Any science policy observer could go into the merits of all of this, and discuss potential contributions to be made. Many such contributions are already easily available for review in a series of reports produced in recent years that have similarly assessed the governance and funding mechanisms supporting the academic research enterprise. There is no shortage of ideas on the issues involved in supporting international collaboration, interdisciplinary research, and emerging research problems.
Indeed, the New Frontiers in Research Fund was created in 2018, under the Canada Research Coordinating Committee (CRCC), precisely out of the recognition that interdisciplinary and international collaborations lacked a specific source of support among the federal research councils. The CRCC itself was established to “address several of the recommendations made in the Fundamental Science Review, including improving support for international, multidisciplinary, risky and rapid-response research (…) and making the research system more nimble so that researchers can seize opportunities with minimal administrative burden.”
Read also: New advisory panel hopes to bring fresh look at research support
While not a panacea, in principle, mechanisms to ensure policy learning and expert consultation are desirable to inform government decisions. At the same time, these mechanisms can easily turn into formalistic exercises, stimulated by negative incentives for actual policy learning to occur. Satisfying political expectations for expert consultation, regardless of the actual substance of the input sought, or to justify pre-ordained outcomes, are all-too-known behaviours among government actors. The constant reiteration of these exercises is also generally tolerated in the academic community, at least until they fail to deliver positive outcomes for the science support system.

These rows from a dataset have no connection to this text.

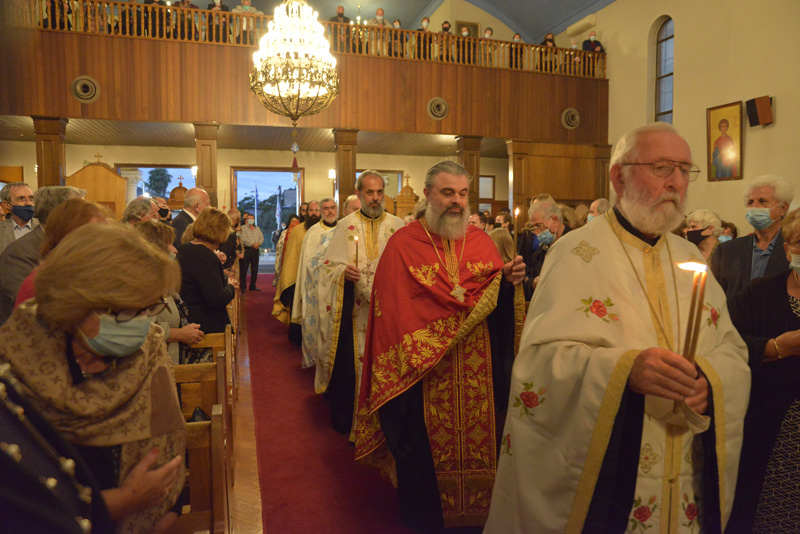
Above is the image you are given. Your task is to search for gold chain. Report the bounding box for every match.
[420,218,467,302]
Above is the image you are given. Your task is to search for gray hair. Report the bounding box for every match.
[592,197,611,214]
[342,195,358,211]
[122,197,156,222]
[744,174,794,205]
[686,210,722,236]
[528,202,564,222]
[0,182,30,202]
[356,169,389,191]
[610,122,678,166]
[425,160,472,190]
[33,185,86,224]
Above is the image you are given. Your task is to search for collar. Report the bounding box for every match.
[614,206,661,247]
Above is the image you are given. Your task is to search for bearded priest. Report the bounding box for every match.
[314,174,403,440]
[485,123,750,534]
[356,161,525,532]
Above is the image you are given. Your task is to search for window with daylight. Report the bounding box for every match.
[655,19,675,124]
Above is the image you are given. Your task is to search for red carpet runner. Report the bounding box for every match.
[244,275,411,534]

There is a lost opportunity as this ritualistic cycle of reviews and reports on Canada’s scientific support infrastructure continues. The federal government could instead take steps to make policy learning actually count, by building policy learning capacity in key institutions that support the research enterprise. This way, stakeholders would be able to actively and continuously learn from experience. A system that routinely scrutinizes itself, drawing from internal and external input as a matter of course, has the means to continue evolving to better respond to old and new needs. How could we do that? That has not been taken up yet as a question worth asking by an expert panel.